Chinese companies that are focusing on dissuading mistresses from destroying families are using variety of methods to convince women who enter into a relationship with married men that they have other options.
One method used by a Chongqing-based company, run by Luo Rong, is to hire tall and handsome men to pretend to be wealthy and be interested in the mistress so she could be distracted from her relationship with a married man. But Luo says despite feigning interest in a bid to "sabotage" the married man-mistress relationship, the company sees to it that it does not use illegal ways such as stalking, monitoring or threatening the "other woman" or mistress, reports WomenofChina.
Another Shenzhen-based company, run by Kang Na, created a new social circle for mistresses, similar to Luo's strategy, to get these women to meet other single men, in the process helping preserve marriages.
About 80 percent of failed marriages in China is because of mistresses which results in a steady increase in divorces in the past 12 years. Whatsonweibo reports that the divorce rate in China stands at 3.9 percent in 2015 as 3.63 million couples divorced, according to data from the Ministry of Civil Affairs.

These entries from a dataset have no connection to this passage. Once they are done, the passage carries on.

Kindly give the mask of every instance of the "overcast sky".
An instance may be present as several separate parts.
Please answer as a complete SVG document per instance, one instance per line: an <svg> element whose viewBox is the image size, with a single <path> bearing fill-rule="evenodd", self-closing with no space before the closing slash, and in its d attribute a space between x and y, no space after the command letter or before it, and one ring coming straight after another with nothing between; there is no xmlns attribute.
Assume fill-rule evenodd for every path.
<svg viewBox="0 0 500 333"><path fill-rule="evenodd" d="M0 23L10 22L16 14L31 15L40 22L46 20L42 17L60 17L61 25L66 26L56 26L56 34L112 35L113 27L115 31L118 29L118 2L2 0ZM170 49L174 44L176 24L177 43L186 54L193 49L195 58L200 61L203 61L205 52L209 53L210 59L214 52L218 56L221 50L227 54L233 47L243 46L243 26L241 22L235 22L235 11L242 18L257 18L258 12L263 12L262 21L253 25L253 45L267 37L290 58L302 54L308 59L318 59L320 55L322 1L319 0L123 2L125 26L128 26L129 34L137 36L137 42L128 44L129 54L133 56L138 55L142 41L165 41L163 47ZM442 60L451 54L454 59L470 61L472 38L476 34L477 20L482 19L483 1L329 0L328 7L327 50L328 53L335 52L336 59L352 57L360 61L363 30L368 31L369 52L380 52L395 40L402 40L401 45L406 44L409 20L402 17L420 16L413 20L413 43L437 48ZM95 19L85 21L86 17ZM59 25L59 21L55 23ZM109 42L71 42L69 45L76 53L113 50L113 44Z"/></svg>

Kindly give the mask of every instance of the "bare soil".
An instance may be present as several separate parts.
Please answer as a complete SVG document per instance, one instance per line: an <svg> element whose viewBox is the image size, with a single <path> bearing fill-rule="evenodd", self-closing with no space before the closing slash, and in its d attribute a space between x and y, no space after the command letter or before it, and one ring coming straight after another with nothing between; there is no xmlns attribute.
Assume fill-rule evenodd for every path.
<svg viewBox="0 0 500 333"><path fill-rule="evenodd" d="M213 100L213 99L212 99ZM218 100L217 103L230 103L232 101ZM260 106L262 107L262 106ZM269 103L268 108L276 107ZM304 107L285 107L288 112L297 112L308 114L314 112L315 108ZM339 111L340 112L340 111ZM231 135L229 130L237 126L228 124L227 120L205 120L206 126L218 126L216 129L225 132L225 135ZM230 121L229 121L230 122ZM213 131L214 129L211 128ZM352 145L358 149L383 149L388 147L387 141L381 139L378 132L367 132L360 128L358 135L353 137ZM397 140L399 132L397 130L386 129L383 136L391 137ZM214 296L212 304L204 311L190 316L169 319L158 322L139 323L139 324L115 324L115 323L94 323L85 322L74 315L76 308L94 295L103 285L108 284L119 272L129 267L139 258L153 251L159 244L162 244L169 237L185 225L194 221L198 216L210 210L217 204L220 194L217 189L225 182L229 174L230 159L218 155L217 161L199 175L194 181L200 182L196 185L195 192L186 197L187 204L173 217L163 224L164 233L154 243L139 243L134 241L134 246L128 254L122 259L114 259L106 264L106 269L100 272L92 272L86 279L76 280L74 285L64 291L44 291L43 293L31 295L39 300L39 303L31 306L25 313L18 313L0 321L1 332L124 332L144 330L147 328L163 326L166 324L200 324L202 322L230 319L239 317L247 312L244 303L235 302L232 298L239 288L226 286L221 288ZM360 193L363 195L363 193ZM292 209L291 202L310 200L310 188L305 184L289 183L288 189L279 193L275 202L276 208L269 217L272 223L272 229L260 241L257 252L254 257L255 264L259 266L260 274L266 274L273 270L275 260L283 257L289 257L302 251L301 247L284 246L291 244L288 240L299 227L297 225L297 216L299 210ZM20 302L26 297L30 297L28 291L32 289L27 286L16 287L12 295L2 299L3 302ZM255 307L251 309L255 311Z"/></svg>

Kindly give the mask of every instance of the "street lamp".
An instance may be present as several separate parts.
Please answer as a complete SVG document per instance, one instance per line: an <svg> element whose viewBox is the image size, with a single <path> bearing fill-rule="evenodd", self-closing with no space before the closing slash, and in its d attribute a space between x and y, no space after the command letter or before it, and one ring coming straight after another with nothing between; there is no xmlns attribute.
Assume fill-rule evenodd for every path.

Divorce is quite prevalent that the line "Have you divorced today?" is a common joke among Chinese. Meanwhile, wives who have not yet divorced their husbands have resorted to physically harming the mistresses, as can be seen in a number of YouTube postings.
This situation, brought to fore during the Second Chinese Marriage and Family Counseling Summit in Shanghai in October 2015, led to the release of a convention on the marriage and family counseling industry in the country.
However, how to open counseling services does not come cheap. Training courses to help dissuade mistresses from becoming family wrecking balls cost 300,000 yuan or $46,235.
Experts in the field are called "third person dissuader" or "mistress discourager." Most of them are found in big Chinese cities such as Shanghai, Chengdu and Shenzhen. The number of companies and individuals offering such services has boomed that a Google search using the two terms would yield 80,000 links.
Despite the cost, Ming Li, chief counselor of the Weiqing Group, stresses, "Our goal is to contribute to the development of a harmonious society and carry forward positive energy."
Since Weiqing opened 15 years ago, it has saved 5,135 marriages, stopped 5,859 extramarital affairs and persuaded 6,270 third parties from destroying marriages and families. If they work 365 days a year, they could convince 1.65 couples to remarry, reunite 3.65 families, save one marriage and discourage 1.5 other women daily, estimates Ming.